What about PE1? Here’s a high-level overview of the process:

Interface is lost.
OSPF process is notified about the interface loss, adjusts the router LSA, and floods it (as above)
In parallel, SPF run is scheduled.
SPF algorithm calculates new network topology and updates the main routing table.
The change in routing table is propagated to the forwarding table.
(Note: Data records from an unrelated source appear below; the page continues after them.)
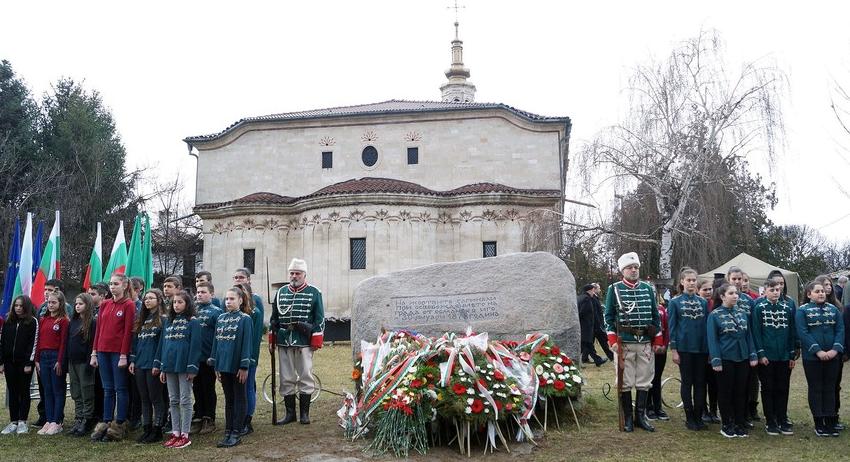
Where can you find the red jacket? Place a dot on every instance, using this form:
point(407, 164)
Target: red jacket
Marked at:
point(52, 333)
point(114, 331)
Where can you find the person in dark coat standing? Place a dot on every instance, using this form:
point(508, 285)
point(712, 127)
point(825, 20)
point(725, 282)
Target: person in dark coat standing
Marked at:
point(587, 321)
We’re ignoring the intricacies of Loop-Free Alternate and its cousins at the moment

Unfortunately, there’s a bit of a “then a miracle occurs” magic between steps 1 and 4. What happens with the original OSPF route pointing to now-defunct interface? Is it removed from the IP routing table? What happens with the traffic sent to the destination until the topology is adjusted?

As always, the right answer is “it depends”… this time (at least in Cisco IOS) on an obscure nerd knob.
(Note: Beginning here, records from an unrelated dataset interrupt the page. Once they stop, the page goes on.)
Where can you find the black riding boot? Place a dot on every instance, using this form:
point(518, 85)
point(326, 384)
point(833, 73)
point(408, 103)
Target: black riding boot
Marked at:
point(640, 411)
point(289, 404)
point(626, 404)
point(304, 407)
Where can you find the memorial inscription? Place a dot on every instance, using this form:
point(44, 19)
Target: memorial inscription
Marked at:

Old School: Aggressive Purge

Until Cisco IOS release 15.x the routing table manager was the king of the hill. All routes using an interface were purged from the routing table as soon as an interface was lost, and if there was an alternate route derived from another routing protocol (or a floating static route) it was immediately installed.

Here’s a printout from the good old days¹:

15:33:24.753: %LINK-3-UPDOWN: Interface GigabitEthernet2, changed state to down
15:33:24.755: is_up: GigabitEthernet2 0 state: 0 sub state: 1 line: 0
15:33:24.755: %OSPF-5-ADJCHG: Process 1, Nbr 10.0.0.2 on GigabitEthernet2 ↩
from FULL to DOWN, Neighbor Down: Interface down or detached
15:33:24.755: RT: interface GigabitEthernet2 removed from routing table
15:33:24.755: RT: delete route to 10.0.0.4 via 10.1.0.2, GigabitEthernet2
15:33:24.755: RT: no routes to 10.0.0.4, flushing
15:33:25.752: %LINEPROTO-5-UPDOWN: Line protocol on Interface ↩
GigabitEthernet2, changed state to down
15:33:25.753: is_up: GigabitEthernet2 0 state: 0 sub state: 1 line: 0
15:33:29.806: RT: updating ospf 10.0.0.4/32 (0x0) [local lbl/ctx:1048577/0x0]:
    via 10.1.0.6 Gi3  0 1048578 1048577
15:33:29.806: RT: add 10.0.0.4/32 via 10.1.0.6, ospf metric [110/2001]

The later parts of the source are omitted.